I wish the bridge weren’t so thoroughly burned, but I fear it’s too late to reach out, to fix Ashley and Ashford. If I could, I’d tell Ford that I miss him. I miss someone in my life whose affection won’t be “I love you, but” or “I love you, no matter what.”
I want to have Ford back in my life because his love was “I love you, period.”
No conditions, no reservations. No “in spite of your bits and bobs.”
And if I ever only get this unconditionality from a friend, then so be it. How do I get it back? How do I get back the entire life that Thanny has taken from me?
And almost as if Ford is reading my mind, at the end of July 2022 my phone starts ringing. His name appears on the screen and I notice the date.
I missed it. I missed Ford’s birthday again.
A whimper escapes my lips.
Thanny lifts his eyes and he looks at me. “Who is it?”
Without replying, I hit the green button on my phone. “Hello?”
However panicked, Ford’s voice sounds too good to hear. “Ash? Hello. Sorry. I don’t know why I’m calling… I just, hum. Can I come over tonight?”
“Is it him? I swear to God, babe, if that’s him, we are done. Done, you hear me?” Thanny drops his phone on the table and he stands up. He walks over to me and looks at me displeased. Aggressive. Unprovoked.
Covering the phone with one hand, I push Thanny away from me and it’s the last straw. It’s easier than I would have thought. I straighten my back and he’s so much shorter than I am. Why was I making myself smaller for him?
“Get the fuck out of my house,” I order Thanny, and then I take a deep breath and speak into the phone in the calmest voice I can utter while the world around me explodes. “Of course you can come over,” I tell Ford and his small, “Thanks” breaks my heart.
Thanny looks at me disappointed and hurt, but I cannot care less at this point. I need myself back. I need my friend, the only relationship I thought I would never give up. The person who’s shaped who I am by just being supportive and understanding. I must beg for Ford’s forgiveness, I must have him back.
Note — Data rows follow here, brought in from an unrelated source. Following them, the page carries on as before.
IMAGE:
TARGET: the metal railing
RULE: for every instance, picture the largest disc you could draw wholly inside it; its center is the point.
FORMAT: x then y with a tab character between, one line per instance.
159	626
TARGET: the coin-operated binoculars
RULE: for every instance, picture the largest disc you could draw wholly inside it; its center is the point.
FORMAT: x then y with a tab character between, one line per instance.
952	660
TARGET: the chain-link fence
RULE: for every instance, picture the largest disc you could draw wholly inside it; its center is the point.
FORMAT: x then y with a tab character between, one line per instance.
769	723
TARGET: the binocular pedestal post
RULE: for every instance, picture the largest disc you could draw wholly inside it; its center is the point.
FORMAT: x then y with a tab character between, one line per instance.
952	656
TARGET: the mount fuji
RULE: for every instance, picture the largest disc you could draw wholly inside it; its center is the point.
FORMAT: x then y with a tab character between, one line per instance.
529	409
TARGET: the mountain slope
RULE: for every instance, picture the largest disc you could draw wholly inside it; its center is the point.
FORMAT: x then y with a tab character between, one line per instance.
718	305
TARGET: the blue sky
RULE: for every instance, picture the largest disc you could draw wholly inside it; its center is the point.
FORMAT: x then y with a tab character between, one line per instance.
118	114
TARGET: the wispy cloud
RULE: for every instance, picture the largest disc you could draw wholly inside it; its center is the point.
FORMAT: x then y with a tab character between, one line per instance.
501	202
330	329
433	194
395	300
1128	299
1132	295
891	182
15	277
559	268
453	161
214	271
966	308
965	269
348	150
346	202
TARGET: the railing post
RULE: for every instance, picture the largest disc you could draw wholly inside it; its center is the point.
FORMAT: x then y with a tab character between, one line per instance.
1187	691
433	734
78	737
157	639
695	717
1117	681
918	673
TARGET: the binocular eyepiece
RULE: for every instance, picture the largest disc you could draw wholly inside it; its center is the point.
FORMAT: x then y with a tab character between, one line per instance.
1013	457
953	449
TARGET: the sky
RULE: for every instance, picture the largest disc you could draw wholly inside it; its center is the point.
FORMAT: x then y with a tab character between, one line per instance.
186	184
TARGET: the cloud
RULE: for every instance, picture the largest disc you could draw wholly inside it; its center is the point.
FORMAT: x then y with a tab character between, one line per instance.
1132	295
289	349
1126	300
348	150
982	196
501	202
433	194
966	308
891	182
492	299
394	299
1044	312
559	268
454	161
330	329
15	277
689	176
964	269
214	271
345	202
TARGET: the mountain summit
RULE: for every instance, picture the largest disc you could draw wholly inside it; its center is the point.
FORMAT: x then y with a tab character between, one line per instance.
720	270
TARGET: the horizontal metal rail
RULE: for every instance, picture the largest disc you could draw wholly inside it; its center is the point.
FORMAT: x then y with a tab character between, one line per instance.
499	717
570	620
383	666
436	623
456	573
And once I do, I need to start getting my entire life back, too.
I walk out and I lock myself in the kitchen while Thanny paces around the house, making phone call after phone call and yelling words I don’t care to hear. I make myself a mug of tea and then walk outside with a pack of cigarettes and smoke one, two, three, until the tea is empty and a door slams.
My phone vibrates with an incoming call then and when I see it is Thanny, I reject it. A message follows.